Uniquement des repères vérifiés. Les attributions incertaines sont traitées plus haut, pour ce qu'elles sont.

  1. Antiquité
    Perse, Rome

    On conserve la neige dans des glacières et on la sucre de miel et de jus de fruits. Le sharbat perse donnera notre mot « sorbet ».

  2. ~1686
    Paris

    Le Sicilien Francesco Procopio ouvre le Café Procope et vend des glaces au public : la glace sort des cours princières.

  3. 1926
    États-Unis

    Charles Taylor brevète une machine automatique à crème glacée, ancêtre technique des machines à glace molle.

  4. 1934–1936
    Hartsdale (NY)

    Un pneu crevé fait découvrir à Tom Carvel que les clients préfèrent la glace fondante. Il fonde Carvel et met au point des machines à soft serve.

  5. 1938
    Kankakee (IL)

    Première vente-test de la glace molle des McCullough par Sherb Noble : plus de 1 600 portions en deux heures. Dairy Queen est née.

  6. 1946
    Bologne

    Les frères Carpigiani fondent leur fabrique et brevètent l'« Autogelatiera ». La machine à glace italienne devient industrielle.

Questions fréquentes sur l'histoire de la glace italienne

Marco Polo a-t-il rapporté la glace de Chine ?

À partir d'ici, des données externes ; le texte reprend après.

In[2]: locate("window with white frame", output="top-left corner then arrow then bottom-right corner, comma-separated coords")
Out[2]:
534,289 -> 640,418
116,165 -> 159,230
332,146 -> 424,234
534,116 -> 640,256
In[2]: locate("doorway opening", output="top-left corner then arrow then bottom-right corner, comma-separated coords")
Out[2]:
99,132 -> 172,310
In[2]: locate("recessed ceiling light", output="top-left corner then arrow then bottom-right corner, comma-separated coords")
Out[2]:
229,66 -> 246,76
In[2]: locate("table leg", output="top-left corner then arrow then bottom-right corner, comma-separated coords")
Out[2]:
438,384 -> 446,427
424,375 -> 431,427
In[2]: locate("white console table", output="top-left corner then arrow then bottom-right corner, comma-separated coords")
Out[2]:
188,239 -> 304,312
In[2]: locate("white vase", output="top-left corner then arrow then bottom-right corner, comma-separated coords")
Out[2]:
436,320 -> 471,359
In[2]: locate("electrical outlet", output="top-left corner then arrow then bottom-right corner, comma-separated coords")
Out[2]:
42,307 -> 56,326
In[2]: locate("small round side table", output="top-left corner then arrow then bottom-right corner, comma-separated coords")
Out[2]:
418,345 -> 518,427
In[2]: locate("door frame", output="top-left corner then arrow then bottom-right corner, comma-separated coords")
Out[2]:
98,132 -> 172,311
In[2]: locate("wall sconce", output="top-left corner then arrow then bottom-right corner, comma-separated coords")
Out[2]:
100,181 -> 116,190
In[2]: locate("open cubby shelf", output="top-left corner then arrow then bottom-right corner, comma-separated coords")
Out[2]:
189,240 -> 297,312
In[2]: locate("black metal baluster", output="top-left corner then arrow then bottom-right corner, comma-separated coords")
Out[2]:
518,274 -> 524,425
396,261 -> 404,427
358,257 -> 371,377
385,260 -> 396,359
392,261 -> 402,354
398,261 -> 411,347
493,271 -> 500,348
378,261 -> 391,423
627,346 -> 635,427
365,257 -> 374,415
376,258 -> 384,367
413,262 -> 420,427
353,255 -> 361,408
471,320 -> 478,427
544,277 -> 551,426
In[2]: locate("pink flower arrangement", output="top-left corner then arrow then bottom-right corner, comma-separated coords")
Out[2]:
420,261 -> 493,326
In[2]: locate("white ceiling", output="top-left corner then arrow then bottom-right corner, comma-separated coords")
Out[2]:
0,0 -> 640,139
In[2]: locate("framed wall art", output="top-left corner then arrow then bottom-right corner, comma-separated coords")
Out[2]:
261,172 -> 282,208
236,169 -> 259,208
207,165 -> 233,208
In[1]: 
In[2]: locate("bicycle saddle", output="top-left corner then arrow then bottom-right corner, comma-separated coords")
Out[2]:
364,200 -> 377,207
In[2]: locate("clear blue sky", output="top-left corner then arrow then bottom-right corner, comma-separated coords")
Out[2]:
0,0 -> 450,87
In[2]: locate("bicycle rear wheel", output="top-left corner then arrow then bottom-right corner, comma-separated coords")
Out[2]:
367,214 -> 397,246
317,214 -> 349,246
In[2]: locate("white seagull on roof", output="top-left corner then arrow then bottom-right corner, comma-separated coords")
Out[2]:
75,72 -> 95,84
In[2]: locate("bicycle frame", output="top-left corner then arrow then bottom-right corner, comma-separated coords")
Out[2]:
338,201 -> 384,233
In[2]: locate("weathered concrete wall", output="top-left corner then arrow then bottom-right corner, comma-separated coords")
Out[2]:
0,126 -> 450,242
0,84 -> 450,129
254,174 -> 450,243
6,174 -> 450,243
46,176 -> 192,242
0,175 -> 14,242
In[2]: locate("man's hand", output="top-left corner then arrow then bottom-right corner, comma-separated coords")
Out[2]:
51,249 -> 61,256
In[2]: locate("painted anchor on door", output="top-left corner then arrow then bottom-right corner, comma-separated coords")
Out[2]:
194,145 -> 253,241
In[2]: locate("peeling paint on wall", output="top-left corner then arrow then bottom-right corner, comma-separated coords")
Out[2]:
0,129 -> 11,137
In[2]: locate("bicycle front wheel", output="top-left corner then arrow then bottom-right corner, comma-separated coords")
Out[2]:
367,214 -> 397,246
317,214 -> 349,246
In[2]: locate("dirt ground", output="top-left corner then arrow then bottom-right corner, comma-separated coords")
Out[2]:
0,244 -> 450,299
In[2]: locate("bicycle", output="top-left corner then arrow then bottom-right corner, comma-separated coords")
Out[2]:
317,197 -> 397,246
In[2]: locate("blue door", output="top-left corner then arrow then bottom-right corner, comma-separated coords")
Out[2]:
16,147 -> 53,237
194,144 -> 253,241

Non. C'est une légende, sans doute inventée au XIXᵉ siècle pour vendre de la glace. Rien dans les récits de Marco Polo n'en parle, et aucune trace n'existe avant le XIXᵉ siècle. On rafraîchissait déjà des préparations à la neige bien avant lui, en Perse et à Rome.

Qui a inventé la glace italienne, c'est-à-dire le soft serve ?

La paternité est disputée. Aux États-Unis, Tom Carvel (dès 1934) et Dairy Queen (formule de 1938) revendiquent chacun la glace molle moderne. Les deux histoires coexistent : on retient surtout que la glace italienne telle qu'on la connaît naît dans les années 1930, portée ensuite par les machines de Carpigiani.

« Glace italienne » et « Italian ice », c'est la même chose ?

Non, ce sont deux desserts différents. En anglais, « glace italienne » se dit soft serve. L'« Italian ice » est autre chose : une glace à l'eau, sans lait ni œuf, cousine de la granita sicilienne. Traduire l'un par l'autre est une erreur fréquente.

Pourquoi l'appelle-t-on « italienne » ?

Le nom français rattache cette glace à la tradition glacière venue d'Italie — le gelato, la granita sicilienne — qui a nourri toute la culture européenne du dessert glacé. La texture molle servie à la machine, elle, s'est surtout imposée au XXᵉ siècle avec les machines à turbine.

Pour aller plus loin

Sources et lectures

Pour prolonger, deux points d'entrée fiables : l'article Wikipédia « Soft serve » (l'équivalent anglais de la glace italienne, avec les repères Carvel et Dairy Queen) et le dossier « Histoire de la glace italienne » de Gelmix.